Hemeralopia is commonly known as “day blindness”. More specifically, it is characterized by decreased visual acuity (sharpness of vision) when in the presence of bright light. If severe enough, some people will exhibit the tendency to avoid brightly lit areas. This behavior is known as photoaversion. As can be imagined, this condition can be detrimental to a person’s psychological, social, and even physical health.
Pronounced HEM-ER-UH-LOH-PEE-UH, the word hemeralopia is of Greek origin: hemera=day + alaos=blind + ops=eye. This is a bit of an ambiguous term, because in many foreign countries and in older English texts, the word means the exact physiological opposite, or “seeing in the day” aka “night blindness.” Hemeralopia is also known as night sight, day blindness, cone degeneration, hemeranopia, hemeralopsia, and hemerlopia.
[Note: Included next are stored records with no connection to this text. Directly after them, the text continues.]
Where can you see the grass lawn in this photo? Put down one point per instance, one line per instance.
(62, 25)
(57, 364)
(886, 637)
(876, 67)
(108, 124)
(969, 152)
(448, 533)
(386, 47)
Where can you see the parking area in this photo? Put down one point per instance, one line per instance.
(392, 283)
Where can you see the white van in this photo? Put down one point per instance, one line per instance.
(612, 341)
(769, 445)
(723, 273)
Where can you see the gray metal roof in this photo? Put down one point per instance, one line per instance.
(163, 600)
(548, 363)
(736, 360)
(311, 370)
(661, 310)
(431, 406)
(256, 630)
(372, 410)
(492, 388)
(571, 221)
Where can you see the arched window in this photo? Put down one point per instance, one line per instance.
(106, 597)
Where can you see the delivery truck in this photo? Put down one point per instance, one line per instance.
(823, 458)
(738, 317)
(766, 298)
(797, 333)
Most often due to some type of dysfunction in the cone cells of the retina, whether from degeneration or absence of cones, is often a congenital disorder, but may be caused by other factors.
Some diseases that may bring on hemeralopia are hereditary X-linked retinoschisis, choroideremia, blue-cone monochromatism, and rod monochromatism(the last two are forms of color blindness). Other common types of color blindness often have hemeralopia as an associated condition or symptom, as both are most often caused by cone dysfunction.
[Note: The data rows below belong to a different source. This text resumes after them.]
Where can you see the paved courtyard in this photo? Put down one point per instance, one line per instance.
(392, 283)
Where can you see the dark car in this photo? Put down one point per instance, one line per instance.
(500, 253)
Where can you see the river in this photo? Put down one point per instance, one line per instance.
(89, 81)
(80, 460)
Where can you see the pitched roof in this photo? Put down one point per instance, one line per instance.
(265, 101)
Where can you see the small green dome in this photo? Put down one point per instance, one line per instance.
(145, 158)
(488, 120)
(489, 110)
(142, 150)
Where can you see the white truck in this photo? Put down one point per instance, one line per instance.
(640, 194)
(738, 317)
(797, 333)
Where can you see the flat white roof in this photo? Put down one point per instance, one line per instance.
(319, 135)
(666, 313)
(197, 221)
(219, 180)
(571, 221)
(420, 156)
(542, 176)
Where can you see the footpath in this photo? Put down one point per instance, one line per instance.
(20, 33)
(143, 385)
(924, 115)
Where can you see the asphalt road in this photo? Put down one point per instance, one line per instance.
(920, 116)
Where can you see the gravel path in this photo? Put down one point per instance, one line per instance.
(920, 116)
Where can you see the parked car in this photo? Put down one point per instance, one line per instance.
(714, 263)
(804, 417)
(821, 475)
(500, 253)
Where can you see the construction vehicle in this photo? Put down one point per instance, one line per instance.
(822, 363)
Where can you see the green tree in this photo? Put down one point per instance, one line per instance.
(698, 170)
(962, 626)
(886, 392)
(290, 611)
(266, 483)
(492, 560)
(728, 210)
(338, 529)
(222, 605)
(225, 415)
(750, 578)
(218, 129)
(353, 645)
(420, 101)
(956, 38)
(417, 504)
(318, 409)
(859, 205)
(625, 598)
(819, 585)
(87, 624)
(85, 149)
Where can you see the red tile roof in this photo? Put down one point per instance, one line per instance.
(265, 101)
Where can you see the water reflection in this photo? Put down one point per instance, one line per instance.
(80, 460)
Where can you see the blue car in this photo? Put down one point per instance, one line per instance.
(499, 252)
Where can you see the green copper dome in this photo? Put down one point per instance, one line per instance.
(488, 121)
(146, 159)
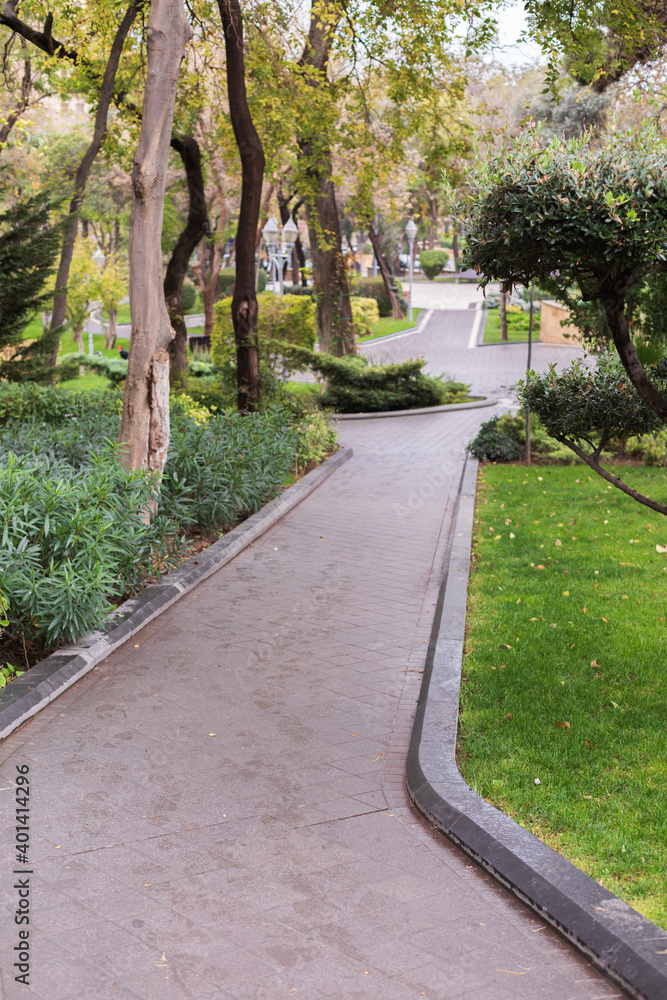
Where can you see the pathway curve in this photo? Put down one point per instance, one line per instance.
(219, 809)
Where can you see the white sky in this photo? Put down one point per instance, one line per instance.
(511, 23)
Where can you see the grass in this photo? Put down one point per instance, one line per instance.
(388, 325)
(517, 326)
(125, 317)
(564, 670)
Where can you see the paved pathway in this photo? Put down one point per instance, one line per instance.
(219, 810)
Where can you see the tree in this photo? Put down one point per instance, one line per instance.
(332, 293)
(81, 290)
(593, 223)
(29, 245)
(599, 39)
(45, 41)
(144, 429)
(251, 152)
(109, 286)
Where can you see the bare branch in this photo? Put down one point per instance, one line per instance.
(593, 464)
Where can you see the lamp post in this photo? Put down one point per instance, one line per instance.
(410, 232)
(290, 234)
(270, 234)
(276, 251)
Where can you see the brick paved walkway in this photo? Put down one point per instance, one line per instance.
(278, 858)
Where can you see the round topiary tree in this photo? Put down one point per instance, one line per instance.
(591, 223)
(432, 262)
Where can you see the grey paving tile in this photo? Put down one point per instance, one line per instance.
(280, 858)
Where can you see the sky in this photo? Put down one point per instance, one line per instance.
(511, 23)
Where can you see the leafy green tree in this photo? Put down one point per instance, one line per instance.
(110, 286)
(591, 223)
(29, 246)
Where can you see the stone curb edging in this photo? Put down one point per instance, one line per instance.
(622, 944)
(37, 687)
(446, 408)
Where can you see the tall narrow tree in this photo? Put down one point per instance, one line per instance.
(244, 302)
(144, 429)
(332, 293)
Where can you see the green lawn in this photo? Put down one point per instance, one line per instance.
(34, 329)
(517, 326)
(388, 325)
(124, 311)
(565, 676)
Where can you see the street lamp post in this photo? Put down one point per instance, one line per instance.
(270, 234)
(290, 234)
(277, 250)
(410, 232)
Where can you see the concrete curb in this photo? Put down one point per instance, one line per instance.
(421, 323)
(26, 695)
(626, 947)
(448, 407)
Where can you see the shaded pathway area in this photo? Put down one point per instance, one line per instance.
(219, 809)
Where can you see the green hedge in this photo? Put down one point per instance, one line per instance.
(288, 318)
(373, 288)
(227, 278)
(356, 386)
(432, 262)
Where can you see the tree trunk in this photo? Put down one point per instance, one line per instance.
(503, 315)
(193, 233)
(396, 311)
(264, 215)
(144, 429)
(83, 172)
(614, 307)
(110, 341)
(26, 86)
(244, 302)
(433, 221)
(297, 259)
(332, 293)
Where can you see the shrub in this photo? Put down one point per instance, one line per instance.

Certain anticonvulsant medications, including troxidone(trimethadione), can cause hemeralopia.
It is common in albinos due the excessive glare caused by lack of pigmentation in the iris and choroid.
Cataracts can be a contributing factor because lens clouding disperses the light improperly before it reaches the retina.
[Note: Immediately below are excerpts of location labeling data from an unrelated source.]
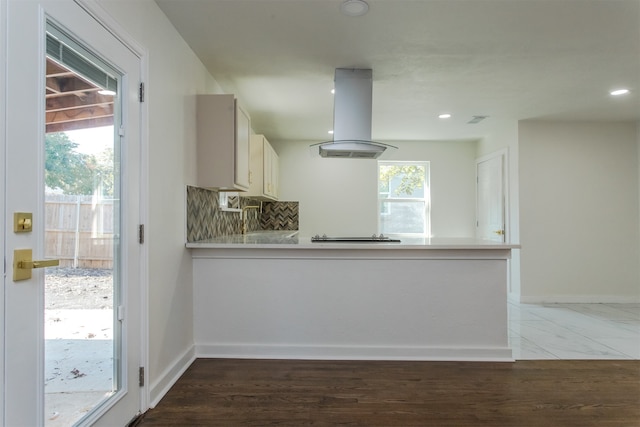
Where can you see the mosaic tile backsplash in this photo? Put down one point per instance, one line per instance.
(205, 220)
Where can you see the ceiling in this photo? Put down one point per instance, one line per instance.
(73, 102)
(506, 59)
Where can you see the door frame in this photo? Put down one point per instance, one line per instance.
(504, 154)
(3, 219)
(97, 12)
(100, 15)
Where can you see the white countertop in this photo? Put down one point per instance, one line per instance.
(292, 240)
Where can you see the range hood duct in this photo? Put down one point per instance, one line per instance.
(352, 117)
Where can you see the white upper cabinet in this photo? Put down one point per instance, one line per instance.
(264, 169)
(224, 133)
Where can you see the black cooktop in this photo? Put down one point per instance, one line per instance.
(372, 239)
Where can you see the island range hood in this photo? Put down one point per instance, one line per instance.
(352, 117)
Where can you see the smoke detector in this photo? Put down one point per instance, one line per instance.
(354, 7)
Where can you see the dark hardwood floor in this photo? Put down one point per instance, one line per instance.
(232, 392)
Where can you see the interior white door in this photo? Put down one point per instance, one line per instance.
(26, 23)
(490, 199)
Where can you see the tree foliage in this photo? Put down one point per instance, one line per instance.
(76, 173)
(411, 178)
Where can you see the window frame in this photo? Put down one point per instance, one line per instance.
(386, 201)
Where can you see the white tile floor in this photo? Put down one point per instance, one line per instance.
(574, 331)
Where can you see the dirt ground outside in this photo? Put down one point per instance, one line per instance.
(78, 288)
(78, 342)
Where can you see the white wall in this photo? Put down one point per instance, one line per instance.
(339, 196)
(175, 77)
(579, 194)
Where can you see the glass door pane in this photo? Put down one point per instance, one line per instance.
(81, 227)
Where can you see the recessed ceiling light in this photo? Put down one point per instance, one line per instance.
(619, 92)
(354, 7)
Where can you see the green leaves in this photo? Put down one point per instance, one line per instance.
(74, 172)
(403, 179)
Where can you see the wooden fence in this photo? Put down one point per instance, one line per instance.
(79, 231)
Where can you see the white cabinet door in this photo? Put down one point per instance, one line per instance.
(224, 132)
(264, 169)
(243, 137)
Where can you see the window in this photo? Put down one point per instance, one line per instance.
(403, 198)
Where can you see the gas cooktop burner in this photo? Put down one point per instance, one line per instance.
(373, 239)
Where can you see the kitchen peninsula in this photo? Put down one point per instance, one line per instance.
(280, 295)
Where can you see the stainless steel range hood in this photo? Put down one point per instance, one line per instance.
(352, 117)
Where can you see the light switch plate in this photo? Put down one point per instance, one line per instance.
(22, 222)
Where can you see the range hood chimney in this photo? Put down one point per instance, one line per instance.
(352, 117)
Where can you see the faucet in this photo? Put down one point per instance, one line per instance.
(244, 216)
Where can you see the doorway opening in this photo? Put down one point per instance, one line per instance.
(82, 330)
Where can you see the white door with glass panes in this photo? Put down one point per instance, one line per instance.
(72, 215)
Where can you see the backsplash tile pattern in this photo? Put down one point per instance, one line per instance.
(279, 216)
(205, 220)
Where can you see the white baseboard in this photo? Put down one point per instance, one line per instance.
(261, 351)
(579, 299)
(169, 376)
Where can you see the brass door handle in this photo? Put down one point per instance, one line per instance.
(23, 263)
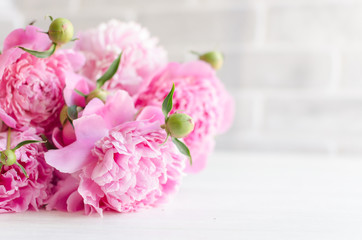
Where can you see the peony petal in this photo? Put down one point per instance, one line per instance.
(76, 155)
(151, 113)
(7, 119)
(31, 37)
(118, 109)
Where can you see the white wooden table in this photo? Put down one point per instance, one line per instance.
(239, 196)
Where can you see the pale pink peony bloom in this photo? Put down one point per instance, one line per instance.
(31, 89)
(94, 122)
(75, 146)
(18, 193)
(200, 94)
(133, 169)
(141, 56)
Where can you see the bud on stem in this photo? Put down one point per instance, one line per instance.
(97, 93)
(214, 58)
(179, 125)
(61, 31)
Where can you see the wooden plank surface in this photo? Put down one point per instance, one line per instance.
(238, 196)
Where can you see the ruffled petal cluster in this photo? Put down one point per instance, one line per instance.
(201, 95)
(142, 57)
(17, 192)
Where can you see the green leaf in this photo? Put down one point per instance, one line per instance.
(182, 148)
(80, 93)
(110, 72)
(167, 103)
(26, 142)
(44, 54)
(22, 169)
(72, 112)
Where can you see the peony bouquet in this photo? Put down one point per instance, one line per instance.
(109, 125)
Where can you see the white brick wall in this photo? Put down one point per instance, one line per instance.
(294, 67)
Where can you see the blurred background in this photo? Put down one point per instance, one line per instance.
(294, 67)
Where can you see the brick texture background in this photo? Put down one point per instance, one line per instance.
(294, 67)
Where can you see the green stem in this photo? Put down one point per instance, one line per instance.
(8, 141)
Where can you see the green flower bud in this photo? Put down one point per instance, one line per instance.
(179, 125)
(215, 59)
(97, 93)
(8, 157)
(63, 115)
(61, 31)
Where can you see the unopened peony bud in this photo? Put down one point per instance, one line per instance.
(179, 125)
(61, 31)
(215, 59)
(8, 157)
(97, 93)
(63, 115)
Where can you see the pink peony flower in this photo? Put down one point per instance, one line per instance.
(141, 56)
(31, 89)
(94, 122)
(133, 169)
(126, 170)
(200, 94)
(18, 193)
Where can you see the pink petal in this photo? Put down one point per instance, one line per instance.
(88, 130)
(151, 113)
(7, 119)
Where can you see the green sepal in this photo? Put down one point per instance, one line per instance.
(44, 54)
(47, 143)
(167, 103)
(110, 72)
(25, 143)
(182, 148)
(22, 169)
(72, 112)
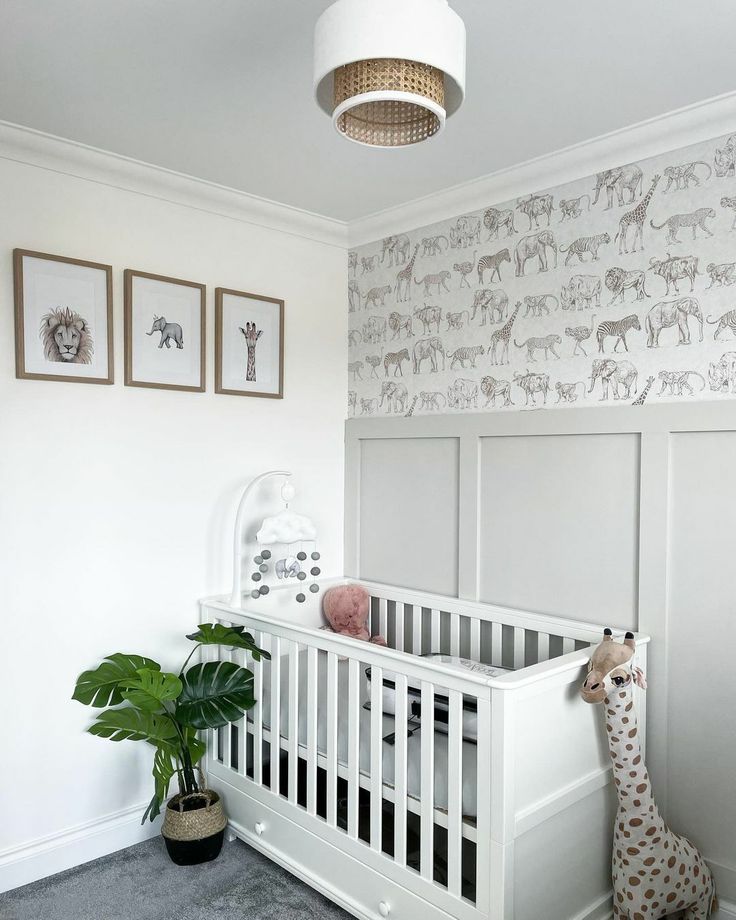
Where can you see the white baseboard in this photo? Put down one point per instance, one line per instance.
(48, 855)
Hemeralopia is occasionally a symptom of Cohen syndrome, a rare genetic condition.
In cases where the condition is idiopathic, the cause may be exposure to prolonged periods of darkness, overall malnutrition, or improper nutrition to the retina caused by some other biological factor.
Although no conventional Western treatment is known, there are some alternative treatments that may provide relief or even a cure.
Bilberry extract, particularly from the skin of a bilberry, has been shown to significantly improve hemeralopia.
Occasionally, when the cause is unknown, patients are given progressively lighter-tinted sunglasses to wear which can help improve the tolerance to light over time.
Vitamin A, riboflavin, and nicotinic acid used in combination with each other may help improve this condition. Interesting enough, even though hemeralopia is thought to be a dysfunction of the cone cells, vitamin A is used in the synthesis of rhodopsin, a chromoprotein found in the rods of the retina.
Homeopathic dilutions of troxidone(trimethadione), the same drug that has hemeralopia as a side effect, can have a curative effect for the condition.
Other “alternative” treatments may be effective in treating this condition, including acupuncture, classical homeopathy, Reiki, flower/gem essences, and other holistic treatments.